Amendment Tracker

Gain insights into the evolution of legislative texts

Trade journalists and policy professionals were spending countless hours manually searching through scattered PDF documents to track legislative amendments in the European Parliament. The Amendment Tracker, developed as part of the Datahub platform, eliminates this bottleneck by transforming unstructured documents into an intuitive, searchable platform that streamlines access to critical legislative information.

The tracker covers the election periods from 2019 to today, processing approximately 4,500 PDF documents and close to 50,000 individual amendments submitted by all MEPs who held seats during this time. It comes in two specialized versions: one focused on amendments submitted in the Committee on International Trade, where most legislative work takes place, and another for plenary amendments related to trade policy.

This project demonstrates end-to-end data engineering capabilities, from PDF processing and NLP model deployment to full-stack web application development and system administration.

Technical Implementation

Challenge: Extracting structured data from inconsistent PDF layouts

Parliamentary amendment documents follow established formatting conventions, but their implementation varies due to human error, typos, and occasional deviations from standard templates across the 4,500+ document corpus.

Solution: Robust parsing pipeline with validation

I built Python-based PDF parsing tools that identify patterns in both text content and document layout, accommodating format irregularities while maintaining extraction reliability. The pipeline employs Pydantic for data validation, ensuring consistent output structure across the entire document collection. All processing tasks are organized through a command-line interface built with Typer.

Challenge: Making amendments searchable beyond simple keyword matching

Traditional text search fails to capture the nuanced policy positions and thematic connections within legislative amendments.

Solution: Semantic search with advanced NLP

I implemented semantic search capabilities using Sentence Transformers (SBERT) for generating embeddings that capture both keywords and phrase meaning.
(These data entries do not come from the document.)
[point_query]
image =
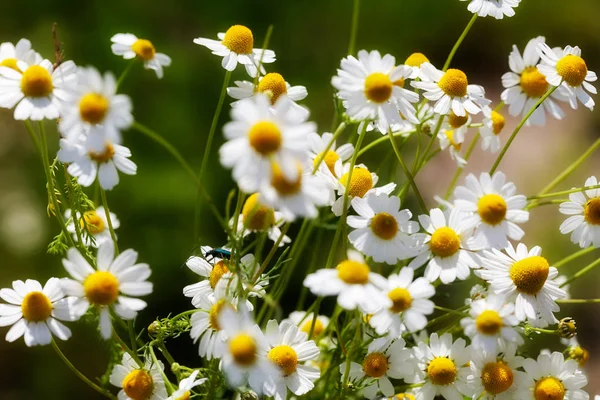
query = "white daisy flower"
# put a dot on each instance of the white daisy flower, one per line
(446, 247)
(410, 304)
(114, 284)
(442, 367)
(372, 88)
(567, 69)
(381, 228)
(95, 109)
(352, 282)
(139, 382)
(129, 46)
(382, 362)
(184, 391)
(493, 8)
(36, 89)
(493, 207)
(35, 312)
(525, 85)
(260, 135)
(526, 276)
(93, 225)
(492, 324)
(236, 46)
(584, 211)
(86, 161)
(288, 349)
(451, 91)
(555, 378)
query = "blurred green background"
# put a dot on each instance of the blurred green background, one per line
(310, 37)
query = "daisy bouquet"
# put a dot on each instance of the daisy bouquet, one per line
(371, 320)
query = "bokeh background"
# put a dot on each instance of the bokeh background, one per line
(310, 37)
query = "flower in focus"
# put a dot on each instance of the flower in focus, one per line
(129, 46)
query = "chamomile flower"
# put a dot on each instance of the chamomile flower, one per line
(493, 208)
(584, 211)
(352, 282)
(382, 362)
(446, 247)
(36, 89)
(129, 46)
(527, 277)
(114, 284)
(259, 135)
(87, 161)
(35, 312)
(95, 109)
(372, 88)
(288, 349)
(139, 382)
(381, 228)
(553, 377)
(410, 304)
(237, 46)
(567, 69)
(442, 367)
(493, 8)
(451, 91)
(93, 225)
(525, 85)
(492, 324)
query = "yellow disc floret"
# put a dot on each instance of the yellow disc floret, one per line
(239, 39)
(285, 358)
(529, 274)
(36, 82)
(36, 307)
(138, 385)
(101, 288)
(491, 208)
(454, 83)
(572, 69)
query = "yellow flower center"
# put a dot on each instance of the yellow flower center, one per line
(530, 274)
(265, 137)
(549, 388)
(454, 83)
(441, 371)
(497, 377)
(239, 39)
(92, 223)
(375, 365)
(101, 288)
(360, 183)
(36, 307)
(533, 82)
(378, 87)
(401, 300)
(243, 349)
(93, 108)
(36, 82)
(572, 69)
(591, 211)
(444, 242)
(274, 85)
(491, 208)
(144, 49)
(416, 59)
(257, 216)
(384, 226)
(353, 272)
(489, 322)
(138, 385)
(285, 358)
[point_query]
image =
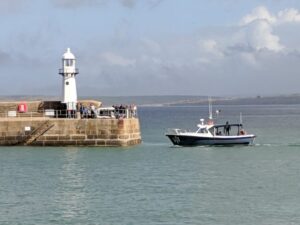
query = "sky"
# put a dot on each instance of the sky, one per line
(151, 47)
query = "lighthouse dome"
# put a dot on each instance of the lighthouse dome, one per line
(68, 54)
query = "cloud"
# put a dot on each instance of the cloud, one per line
(259, 13)
(12, 6)
(211, 47)
(288, 15)
(117, 60)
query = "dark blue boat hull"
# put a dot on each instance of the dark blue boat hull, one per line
(183, 140)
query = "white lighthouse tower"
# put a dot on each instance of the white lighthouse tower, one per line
(68, 72)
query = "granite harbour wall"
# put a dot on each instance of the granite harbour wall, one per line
(69, 132)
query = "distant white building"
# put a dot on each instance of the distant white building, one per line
(68, 72)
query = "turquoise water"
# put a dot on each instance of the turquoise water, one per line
(155, 183)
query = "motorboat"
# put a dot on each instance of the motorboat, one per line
(211, 134)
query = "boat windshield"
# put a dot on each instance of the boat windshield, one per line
(202, 131)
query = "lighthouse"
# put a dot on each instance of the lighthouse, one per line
(68, 72)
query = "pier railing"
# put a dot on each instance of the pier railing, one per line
(89, 114)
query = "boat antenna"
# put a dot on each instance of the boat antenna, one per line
(209, 108)
(241, 118)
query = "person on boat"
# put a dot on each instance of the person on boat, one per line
(227, 128)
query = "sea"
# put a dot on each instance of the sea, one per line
(157, 183)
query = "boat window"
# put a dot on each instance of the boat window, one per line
(203, 131)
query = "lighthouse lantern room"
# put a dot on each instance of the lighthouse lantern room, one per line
(68, 72)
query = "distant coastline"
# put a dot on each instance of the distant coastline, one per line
(176, 100)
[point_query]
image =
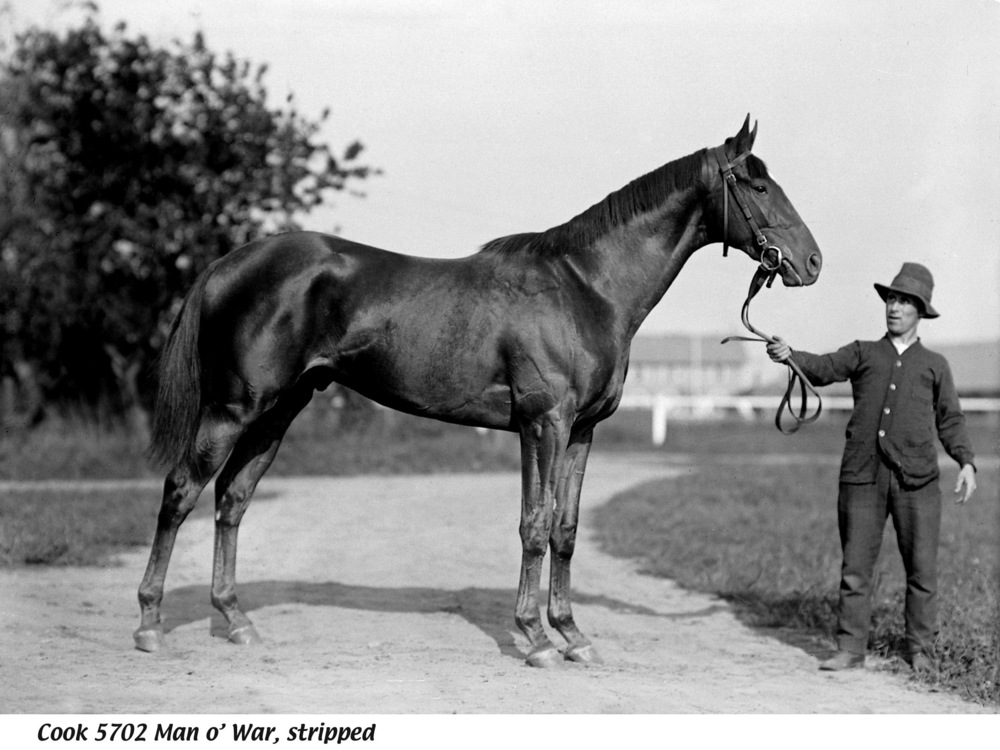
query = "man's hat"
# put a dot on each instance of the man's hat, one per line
(916, 281)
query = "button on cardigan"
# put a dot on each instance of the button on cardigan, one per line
(900, 402)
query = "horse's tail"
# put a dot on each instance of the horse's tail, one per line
(178, 396)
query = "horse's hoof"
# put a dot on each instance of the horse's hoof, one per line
(149, 640)
(585, 654)
(245, 636)
(547, 657)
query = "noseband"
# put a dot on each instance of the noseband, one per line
(766, 272)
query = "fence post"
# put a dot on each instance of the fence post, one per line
(660, 408)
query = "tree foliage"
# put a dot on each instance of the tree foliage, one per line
(125, 169)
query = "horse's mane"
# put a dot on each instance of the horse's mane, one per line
(640, 196)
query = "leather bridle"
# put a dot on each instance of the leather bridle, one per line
(765, 273)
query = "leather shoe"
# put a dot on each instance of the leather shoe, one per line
(922, 663)
(843, 660)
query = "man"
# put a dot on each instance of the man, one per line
(903, 394)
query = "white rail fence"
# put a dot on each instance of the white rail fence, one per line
(748, 407)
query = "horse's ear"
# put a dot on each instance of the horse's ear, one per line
(745, 138)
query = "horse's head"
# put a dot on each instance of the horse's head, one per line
(749, 210)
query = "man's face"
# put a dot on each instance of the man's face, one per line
(902, 313)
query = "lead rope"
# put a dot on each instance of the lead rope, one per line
(795, 375)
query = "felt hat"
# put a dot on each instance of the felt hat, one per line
(916, 281)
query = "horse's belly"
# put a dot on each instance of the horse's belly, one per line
(451, 392)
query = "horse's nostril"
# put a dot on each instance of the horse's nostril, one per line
(814, 262)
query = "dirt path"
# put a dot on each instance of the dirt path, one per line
(395, 595)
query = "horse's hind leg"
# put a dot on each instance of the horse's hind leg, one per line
(181, 490)
(234, 488)
(563, 541)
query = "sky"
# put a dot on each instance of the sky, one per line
(881, 120)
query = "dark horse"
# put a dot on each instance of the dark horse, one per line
(531, 335)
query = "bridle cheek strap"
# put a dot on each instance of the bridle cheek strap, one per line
(765, 273)
(729, 179)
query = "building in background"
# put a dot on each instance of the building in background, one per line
(687, 376)
(688, 365)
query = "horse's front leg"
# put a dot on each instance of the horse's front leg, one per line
(563, 541)
(543, 444)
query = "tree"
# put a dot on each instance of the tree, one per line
(125, 169)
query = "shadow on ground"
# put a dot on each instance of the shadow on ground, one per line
(491, 610)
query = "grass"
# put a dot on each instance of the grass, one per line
(766, 540)
(763, 537)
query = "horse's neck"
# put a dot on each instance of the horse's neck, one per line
(634, 264)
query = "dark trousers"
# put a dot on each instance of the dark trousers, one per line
(916, 516)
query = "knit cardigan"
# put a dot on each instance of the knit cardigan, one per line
(900, 402)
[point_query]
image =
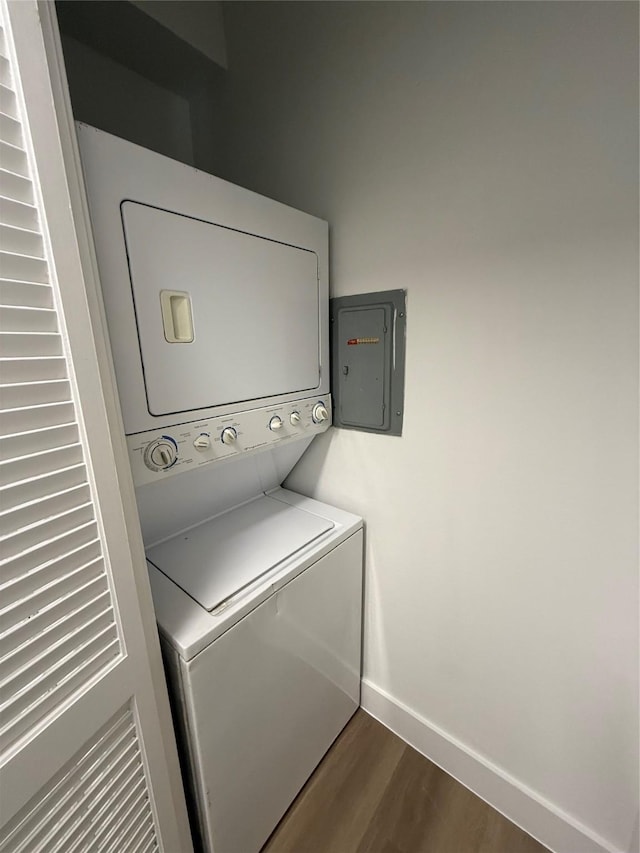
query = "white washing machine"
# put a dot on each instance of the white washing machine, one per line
(216, 302)
(263, 682)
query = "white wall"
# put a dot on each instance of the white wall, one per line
(198, 22)
(111, 97)
(483, 156)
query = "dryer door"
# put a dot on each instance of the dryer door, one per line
(222, 316)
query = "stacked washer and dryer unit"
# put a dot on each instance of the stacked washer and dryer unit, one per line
(217, 306)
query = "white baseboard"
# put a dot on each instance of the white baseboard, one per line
(548, 824)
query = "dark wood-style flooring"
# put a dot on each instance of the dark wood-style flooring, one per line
(374, 794)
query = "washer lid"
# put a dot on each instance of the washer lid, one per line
(216, 559)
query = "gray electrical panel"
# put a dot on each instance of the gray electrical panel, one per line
(368, 356)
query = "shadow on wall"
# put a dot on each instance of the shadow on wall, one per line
(131, 76)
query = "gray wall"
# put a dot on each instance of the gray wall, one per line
(111, 97)
(483, 156)
(198, 22)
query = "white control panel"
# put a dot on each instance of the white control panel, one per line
(164, 452)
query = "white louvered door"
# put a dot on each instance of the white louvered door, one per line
(87, 756)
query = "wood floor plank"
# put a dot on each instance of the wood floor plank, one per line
(374, 794)
(335, 807)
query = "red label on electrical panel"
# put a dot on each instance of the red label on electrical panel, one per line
(353, 341)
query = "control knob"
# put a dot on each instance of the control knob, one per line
(160, 454)
(319, 413)
(228, 435)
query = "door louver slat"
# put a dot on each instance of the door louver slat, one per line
(17, 239)
(98, 802)
(33, 368)
(33, 645)
(31, 441)
(29, 345)
(18, 394)
(15, 543)
(10, 130)
(34, 417)
(26, 293)
(46, 551)
(44, 485)
(26, 630)
(32, 511)
(59, 635)
(8, 101)
(18, 213)
(39, 462)
(14, 186)
(13, 157)
(20, 318)
(54, 687)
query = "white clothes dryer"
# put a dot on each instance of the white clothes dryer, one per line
(216, 301)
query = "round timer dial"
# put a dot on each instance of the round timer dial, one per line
(161, 454)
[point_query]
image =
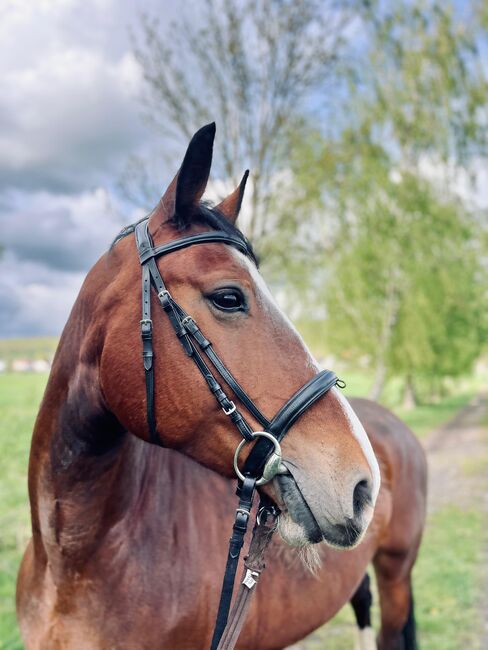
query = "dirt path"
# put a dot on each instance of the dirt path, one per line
(458, 475)
(458, 472)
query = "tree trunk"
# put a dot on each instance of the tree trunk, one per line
(379, 381)
(409, 397)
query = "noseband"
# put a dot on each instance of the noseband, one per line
(264, 461)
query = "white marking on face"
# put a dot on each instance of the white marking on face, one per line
(362, 437)
(357, 428)
(366, 639)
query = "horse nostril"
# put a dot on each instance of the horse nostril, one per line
(361, 496)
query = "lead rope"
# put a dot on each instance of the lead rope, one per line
(253, 567)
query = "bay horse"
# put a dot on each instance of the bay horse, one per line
(129, 537)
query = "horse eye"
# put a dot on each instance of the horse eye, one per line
(228, 300)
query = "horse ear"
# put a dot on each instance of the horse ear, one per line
(187, 187)
(231, 205)
(193, 175)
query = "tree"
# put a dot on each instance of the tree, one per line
(403, 281)
(253, 68)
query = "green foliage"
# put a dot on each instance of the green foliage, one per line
(394, 257)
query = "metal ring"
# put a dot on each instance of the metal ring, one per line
(256, 434)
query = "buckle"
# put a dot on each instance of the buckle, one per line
(231, 409)
(146, 322)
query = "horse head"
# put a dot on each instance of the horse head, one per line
(329, 479)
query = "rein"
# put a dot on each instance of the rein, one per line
(264, 461)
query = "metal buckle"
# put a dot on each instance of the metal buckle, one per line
(273, 465)
(231, 409)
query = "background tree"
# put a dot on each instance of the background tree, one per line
(402, 277)
(253, 67)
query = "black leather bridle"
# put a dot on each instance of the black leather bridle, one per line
(264, 460)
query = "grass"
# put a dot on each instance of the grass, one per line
(34, 348)
(19, 400)
(447, 588)
(446, 578)
(424, 417)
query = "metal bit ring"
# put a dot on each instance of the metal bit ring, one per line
(273, 465)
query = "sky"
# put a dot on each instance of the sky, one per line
(69, 120)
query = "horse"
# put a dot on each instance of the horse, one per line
(129, 532)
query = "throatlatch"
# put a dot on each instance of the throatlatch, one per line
(264, 461)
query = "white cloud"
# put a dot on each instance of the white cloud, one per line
(69, 111)
(50, 243)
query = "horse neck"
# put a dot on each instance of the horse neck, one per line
(86, 472)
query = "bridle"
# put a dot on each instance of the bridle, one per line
(264, 460)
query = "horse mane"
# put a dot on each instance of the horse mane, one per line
(205, 215)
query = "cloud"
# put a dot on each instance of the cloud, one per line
(63, 232)
(50, 242)
(69, 109)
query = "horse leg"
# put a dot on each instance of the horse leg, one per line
(361, 603)
(393, 575)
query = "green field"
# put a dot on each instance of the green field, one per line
(446, 576)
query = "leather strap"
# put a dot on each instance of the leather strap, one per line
(239, 529)
(287, 416)
(214, 237)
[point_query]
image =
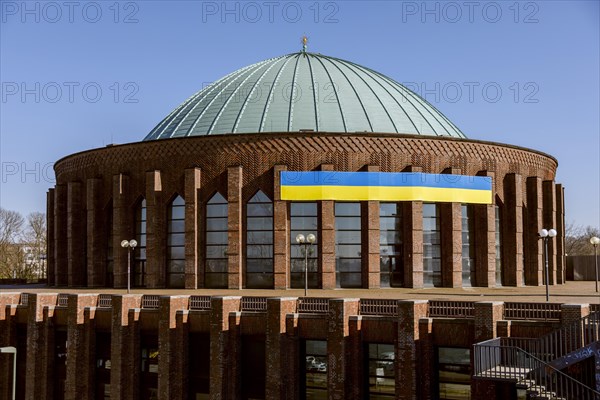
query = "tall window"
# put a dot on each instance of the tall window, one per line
(498, 247)
(432, 270)
(347, 245)
(381, 381)
(314, 370)
(259, 242)
(176, 244)
(139, 268)
(454, 373)
(390, 245)
(215, 275)
(303, 219)
(468, 250)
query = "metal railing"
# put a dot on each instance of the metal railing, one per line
(495, 360)
(378, 307)
(199, 303)
(313, 305)
(532, 311)
(105, 301)
(150, 301)
(451, 309)
(253, 304)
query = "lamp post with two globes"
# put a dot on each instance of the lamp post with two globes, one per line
(595, 241)
(545, 235)
(130, 245)
(306, 242)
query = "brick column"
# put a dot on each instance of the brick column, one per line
(125, 348)
(8, 337)
(281, 233)
(122, 227)
(234, 212)
(451, 238)
(156, 232)
(560, 237)
(38, 381)
(484, 239)
(50, 259)
(326, 240)
(80, 354)
(339, 352)
(194, 257)
(549, 221)
(60, 235)
(512, 231)
(407, 352)
(277, 370)
(75, 235)
(370, 240)
(171, 379)
(96, 234)
(426, 361)
(487, 315)
(534, 260)
(412, 217)
(220, 355)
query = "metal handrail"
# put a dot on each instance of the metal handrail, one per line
(496, 361)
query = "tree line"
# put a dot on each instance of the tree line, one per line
(22, 245)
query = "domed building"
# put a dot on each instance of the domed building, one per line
(217, 193)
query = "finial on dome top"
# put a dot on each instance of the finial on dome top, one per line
(304, 42)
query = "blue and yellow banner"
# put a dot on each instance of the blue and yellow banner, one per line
(385, 186)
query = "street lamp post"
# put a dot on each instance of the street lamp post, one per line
(130, 245)
(595, 241)
(545, 235)
(306, 242)
(12, 350)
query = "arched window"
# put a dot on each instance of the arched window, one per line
(259, 242)
(139, 267)
(468, 249)
(176, 244)
(391, 265)
(215, 267)
(432, 251)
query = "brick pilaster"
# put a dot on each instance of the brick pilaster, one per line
(80, 353)
(221, 306)
(277, 370)
(125, 348)
(484, 239)
(156, 229)
(340, 354)
(194, 265)
(407, 352)
(60, 234)
(234, 213)
(171, 379)
(281, 233)
(512, 231)
(96, 234)
(326, 240)
(38, 381)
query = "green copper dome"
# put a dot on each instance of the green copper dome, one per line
(304, 91)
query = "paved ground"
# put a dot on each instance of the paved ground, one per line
(571, 292)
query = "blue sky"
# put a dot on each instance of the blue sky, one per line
(79, 75)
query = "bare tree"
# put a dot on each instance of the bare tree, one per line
(11, 254)
(577, 239)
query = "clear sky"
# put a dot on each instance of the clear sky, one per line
(79, 75)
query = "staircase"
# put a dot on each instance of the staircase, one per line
(535, 364)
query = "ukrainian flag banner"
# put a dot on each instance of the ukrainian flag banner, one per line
(385, 186)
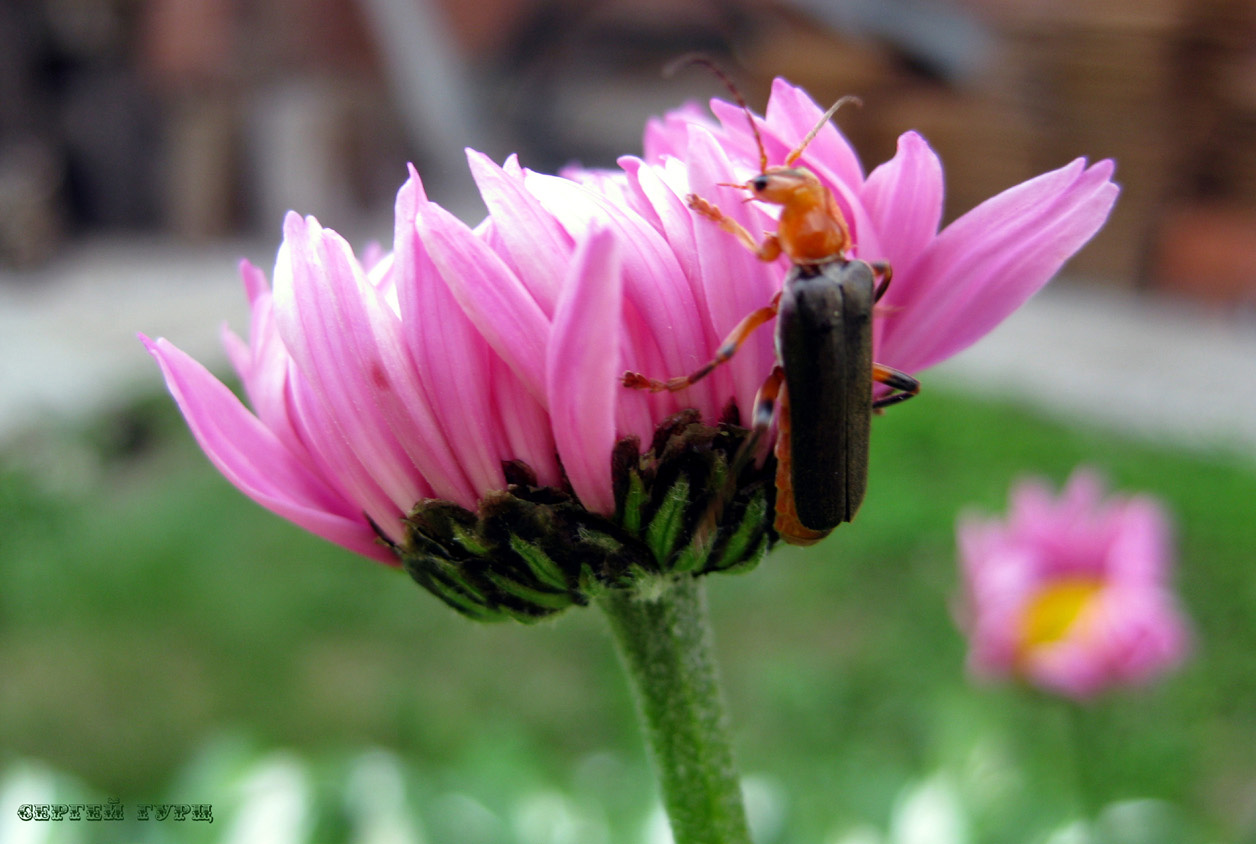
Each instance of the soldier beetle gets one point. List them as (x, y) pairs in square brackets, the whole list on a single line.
[(820, 388)]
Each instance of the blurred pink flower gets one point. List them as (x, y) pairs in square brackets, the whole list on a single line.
[(1071, 593), (417, 373)]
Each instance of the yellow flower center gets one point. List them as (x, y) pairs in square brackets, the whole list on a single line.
[(1053, 613)]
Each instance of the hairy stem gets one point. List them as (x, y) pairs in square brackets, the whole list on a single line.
[(665, 641)]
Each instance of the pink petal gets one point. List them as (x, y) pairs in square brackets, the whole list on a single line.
[(526, 426), (450, 362), (903, 197), (254, 460), (665, 329), (322, 314), (536, 244), (791, 113), (584, 368), (490, 294)]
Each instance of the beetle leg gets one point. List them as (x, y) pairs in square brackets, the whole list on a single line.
[(903, 383), (761, 420), (769, 250), (730, 346)]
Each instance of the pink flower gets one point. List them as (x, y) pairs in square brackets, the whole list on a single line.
[(418, 374), (1071, 594)]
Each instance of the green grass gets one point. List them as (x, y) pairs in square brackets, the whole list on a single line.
[(148, 609)]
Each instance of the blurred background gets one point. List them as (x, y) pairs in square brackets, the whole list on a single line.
[(162, 638)]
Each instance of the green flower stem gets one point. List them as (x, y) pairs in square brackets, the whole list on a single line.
[(666, 646)]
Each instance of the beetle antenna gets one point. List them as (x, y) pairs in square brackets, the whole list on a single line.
[(697, 58), (810, 136)]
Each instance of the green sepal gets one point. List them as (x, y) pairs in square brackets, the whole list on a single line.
[(529, 551)]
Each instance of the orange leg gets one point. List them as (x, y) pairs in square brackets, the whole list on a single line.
[(729, 348), (769, 250), (883, 271), (897, 381)]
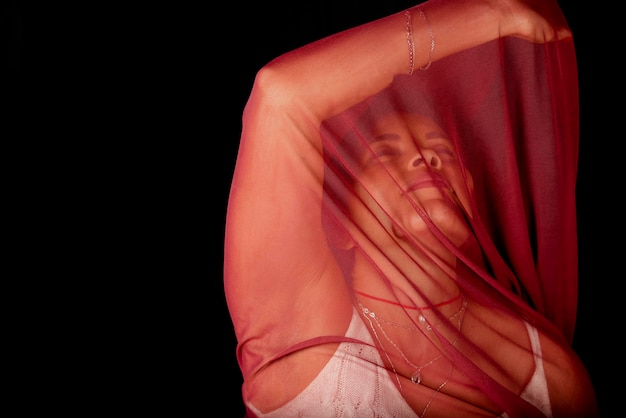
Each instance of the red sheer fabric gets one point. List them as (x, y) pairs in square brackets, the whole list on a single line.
[(405, 245)]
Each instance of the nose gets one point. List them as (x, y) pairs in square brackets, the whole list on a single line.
[(425, 156)]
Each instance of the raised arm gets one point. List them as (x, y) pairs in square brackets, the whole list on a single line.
[(276, 253)]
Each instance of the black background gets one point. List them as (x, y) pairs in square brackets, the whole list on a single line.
[(124, 123)]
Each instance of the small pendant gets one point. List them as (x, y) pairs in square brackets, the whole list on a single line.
[(416, 377)]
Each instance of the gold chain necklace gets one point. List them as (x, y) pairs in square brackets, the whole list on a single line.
[(416, 376)]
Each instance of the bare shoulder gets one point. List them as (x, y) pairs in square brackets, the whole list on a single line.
[(571, 391)]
This enables users to analyze the motivations behind amendments and identify policy positions, such as finding amendments that favor or oppose specific trade measures, even when different terminology is used.

Features and Functionality

The extracted data preserves all information necessary to reproduce the official amendment format—the familiar two-column layout with original text on the left and amended version on the right. The Amendment Tracker replicates and enhances this format by highlighting metadata linked to each amendment, including MEP names with their political group and country affiliation.

Example of an amendment as shown in the Amendment Tracker. — Example of how amendments are visually displayed in the Amendment Tracker.

Beyond visual improvements, the platform enables sophisticated analysis through linked European Parliament data. Users can search and filter amendments across multiple dimensions, including complete amendment histories for individual MEPs across parliamentary terms.

View of the Amendment Tracker's table of amendments by individual MEPs. — Table of amendments submitted by individual MEPs in the Committee on International Trade of the European Parliament. Borderlex Datahub

The semantic search functionality allows users to conduct thematic analysis of legislative positions, going beyond surface-level keyword matching to understand policy intent and alignment.

Technical Architecture

The complete solution is deployed on a self-managed Linux virtual machine. The data processing pipeline operates through the Typer-based command-line interface, while the user interface is served via the Django-based Datahub platform enhanced with htmx for dynamic interactions. The embedding model for semantic search runs on a separate FastAPI service containerized with Docker, ensuring scalable and responsive search performance.